It is very common for people to run into websites that respond slowly. A lot of times these individuals will turn to technical support thinking that it is the server becoming overburdened. The representatives will normally ask for a traceroute and ping report.
Running a ping test is an ideal way to determine whether it is your connection having an issue, or the server itself, and many times if it is your connection, then a traceroute test will help you pinpoint the location of the issue’s cause.
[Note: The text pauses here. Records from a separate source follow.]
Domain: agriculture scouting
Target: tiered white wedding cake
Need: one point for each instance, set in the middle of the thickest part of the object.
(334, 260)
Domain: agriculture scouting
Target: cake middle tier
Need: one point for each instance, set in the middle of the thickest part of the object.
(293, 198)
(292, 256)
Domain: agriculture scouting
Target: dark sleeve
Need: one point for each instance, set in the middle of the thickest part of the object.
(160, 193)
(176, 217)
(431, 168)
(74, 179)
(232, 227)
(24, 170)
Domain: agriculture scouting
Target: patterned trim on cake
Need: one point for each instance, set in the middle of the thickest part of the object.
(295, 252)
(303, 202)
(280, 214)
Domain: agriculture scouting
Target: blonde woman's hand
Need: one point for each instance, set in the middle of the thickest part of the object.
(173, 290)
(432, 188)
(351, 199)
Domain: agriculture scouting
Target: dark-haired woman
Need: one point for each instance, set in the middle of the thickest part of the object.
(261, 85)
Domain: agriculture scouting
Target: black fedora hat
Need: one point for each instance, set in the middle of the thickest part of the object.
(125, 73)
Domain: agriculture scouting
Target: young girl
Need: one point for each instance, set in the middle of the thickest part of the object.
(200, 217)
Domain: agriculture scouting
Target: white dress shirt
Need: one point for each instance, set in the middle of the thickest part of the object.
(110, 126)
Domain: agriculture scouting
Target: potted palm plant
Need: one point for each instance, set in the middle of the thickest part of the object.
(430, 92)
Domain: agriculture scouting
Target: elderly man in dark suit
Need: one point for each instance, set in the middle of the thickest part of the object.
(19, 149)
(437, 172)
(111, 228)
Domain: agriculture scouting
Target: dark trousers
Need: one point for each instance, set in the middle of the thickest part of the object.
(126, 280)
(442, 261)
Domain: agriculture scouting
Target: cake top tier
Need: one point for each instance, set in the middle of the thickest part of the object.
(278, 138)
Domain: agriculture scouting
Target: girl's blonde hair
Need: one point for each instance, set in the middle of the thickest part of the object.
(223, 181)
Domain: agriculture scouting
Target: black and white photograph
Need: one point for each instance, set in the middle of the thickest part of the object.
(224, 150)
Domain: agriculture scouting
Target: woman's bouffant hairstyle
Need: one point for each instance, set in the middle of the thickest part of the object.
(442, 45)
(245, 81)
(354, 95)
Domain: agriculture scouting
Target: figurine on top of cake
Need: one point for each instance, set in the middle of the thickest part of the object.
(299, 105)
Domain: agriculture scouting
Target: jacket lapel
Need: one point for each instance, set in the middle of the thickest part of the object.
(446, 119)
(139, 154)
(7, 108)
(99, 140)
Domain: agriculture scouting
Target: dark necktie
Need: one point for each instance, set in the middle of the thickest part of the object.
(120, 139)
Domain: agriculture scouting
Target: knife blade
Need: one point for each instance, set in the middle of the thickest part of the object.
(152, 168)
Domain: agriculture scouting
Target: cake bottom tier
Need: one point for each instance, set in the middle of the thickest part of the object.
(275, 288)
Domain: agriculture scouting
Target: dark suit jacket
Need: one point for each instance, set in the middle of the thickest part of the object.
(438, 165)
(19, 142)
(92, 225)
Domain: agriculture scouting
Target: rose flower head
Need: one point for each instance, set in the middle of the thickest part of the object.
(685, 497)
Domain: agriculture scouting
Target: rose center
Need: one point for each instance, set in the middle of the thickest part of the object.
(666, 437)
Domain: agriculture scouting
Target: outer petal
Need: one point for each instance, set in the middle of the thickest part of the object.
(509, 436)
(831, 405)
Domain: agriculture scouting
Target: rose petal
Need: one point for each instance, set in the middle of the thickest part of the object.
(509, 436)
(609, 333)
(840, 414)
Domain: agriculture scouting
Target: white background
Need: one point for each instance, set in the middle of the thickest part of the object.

Running a ping/traceroute test
Below are the steps for Windows and Mac to run a ping and traceroute test. Whenever you find the term, “website.com,” make sure to replace it with the actual domain name during the test.
For Windows users
- Open your Start menu and type Run
- Type CMD and press OK
- Type Ping website.com and press Enter
- Upon finishing, type tracert website.com and press Enter
For Mac users
- From Applications, open Utilities
- Access the Network utility
- In the Ping tab, type the website name and click Ping
- Upon finishing, choose the Traceroute tab and repeat
How traceroute works
Much like connecting the dots, your computer’s connection to a website consists of a number of points that act as junctions. These stops are known as “hops,” and the signal encounters several of them throughout the process of your router starting the signal, moving your ISP out to the main networks, and, finally, it can have several junctions before coming to the website and web server.
Traceroute displays the path and all the hops that the signal visited around the internet before arriving to the requested website. The report will also display the response times for each stop along the way. You will be able to pinpoint the latency or connection problem’s location while connecting to a site in this report.
Reading hop times
Issues are generally revealed by large numbers on the report. Consistent times are what you want to see. The RTT columns are what you should focus on evaluating in your report. Times will be listed here, and you to need to try and look over the whole report, searching for patterns. Though times about or over 150ms may be normal for the signal crossing an ocean, these times are considered outstanding within the continental U.S.
A sudden increase in latency at a hop that keeps increasing towards the website, if it makes it that far, is a clear indication of issues originating in the starting hop. This could cause loss of packets, and the report might even show an asterisk (*) at this junction. With latency times increasing among the first few hops, there could be possible issues with your local network. Refer to your network administrator to verify and solve these issues if that is the case.
However, if you report timeouts within the first couple of hops at the beginning of the report, and the rest of the report runs smoothly, this is a normal process for the device most likely does not respond to the request of traceroute.
Timeouts at the end
Not always indicating an issue, a timeout may occur at the end of a report for a number of reasons. There could be a firewall preventing requests, but the target can still be reachable with normal HTTP requests, which should not affect normal connections. If the signal is still going through, you might not be receiving a return signal to your system. This should not affect the connection’s normality in anyway. An effect on your connection could be the result of an issue at the target itself.
The problems that appear towards the last couple hops are most likely to be caused by the provider. In this case, you should contact your hosting company. Issues located in the first few hops are most likely within your network, or ISP. After that, you cross into the hosting provider’s domain. If the problems appear prior to the hosting provider’s domain, then the issue is simply somewhere along the route and is not able to be controlled either by you or the provider.